The efficacy of bioactives showing potential for improving health and decreasing chronic disease risk must be better assessed and documented (Sorkin et al., 2020; Sorkin et al., 2016; Ankliam et al., 2021). After all, claims about decreasing chronic disease risk imply effects appear to be drug like, at least under US law.

7.3. Eventual development of authoritative guidance on bioactive intakes

Recommendations are available for a process to assess the safety and efficacy of bioactive ingredients to develop dietary recommendations on intakes of bioactives in foods (Yates et al 2021) (Weaver, 2014). However, intakes in dietary supplements and traditional medicines must still be addressed before authoritative guidance on intakes of specific bioactives for decreasing chronic disease risk can be crafted. In the meantime, much remains to be done by many actors to better convey information about bioactives to consumers. Scientists involved in bioactive research can help by eschewing overblown statements about bioactives that are then broadcast further over social media platforms (Antoakis, 2017). Health professionals can share evidence-based information about bioactives with the public (Rogge et al., 2022). Mass media can better vet and consumers can become more sophisticated in their evaluation of assertions about bioactives (Rowe and Alexander, 2022).

8. Conclusions

At present, only a few bioactives have “come of age” and conclusively demonstrated both their safety and efficacy. More bioactives must “grow up” if they are to play a larger role in health promotion and chronic disease prevention (Gundrum et al., 2022). More rigorous safety assessment of bioactive ingredients and mixtures is needed in dietary supplements and traditional medicines. It will be necessary to demonstrate that bioactives truly reduce chronic disease risk human clinical trials, especially for those in dietary supplements and traditional medicines using validated surrogate endpoints. Global harmonization of safety and efficacy assessment continues to be difficult to achieve but it is vital in this interconnected world, particularly for dietary supplements and traditional medicines. The recommendations provided for resolving the remaining challenges bioactives face may help them fill a larger future role in health promotion and chronic disease risk reduction.

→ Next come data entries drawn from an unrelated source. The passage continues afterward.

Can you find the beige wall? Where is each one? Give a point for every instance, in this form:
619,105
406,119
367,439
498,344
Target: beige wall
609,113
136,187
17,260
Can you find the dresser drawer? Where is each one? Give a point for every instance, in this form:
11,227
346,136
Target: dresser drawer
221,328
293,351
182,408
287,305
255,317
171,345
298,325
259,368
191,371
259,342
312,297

The glad tidings that emerge from this review is that existing problems are fixable. Foods and diets are very much more complicated than a single compound or group of bioactives. They consist of complex mixtures of different bioactives, nutrients and many other compounds. Good health probably depends on consuming complex and varied mixtures of bioactives in foods every day. In addition to protective effects that some bioactives may provide, the mixtures help to tamp down the side effects of other natural products with negative effects that may be in the mix.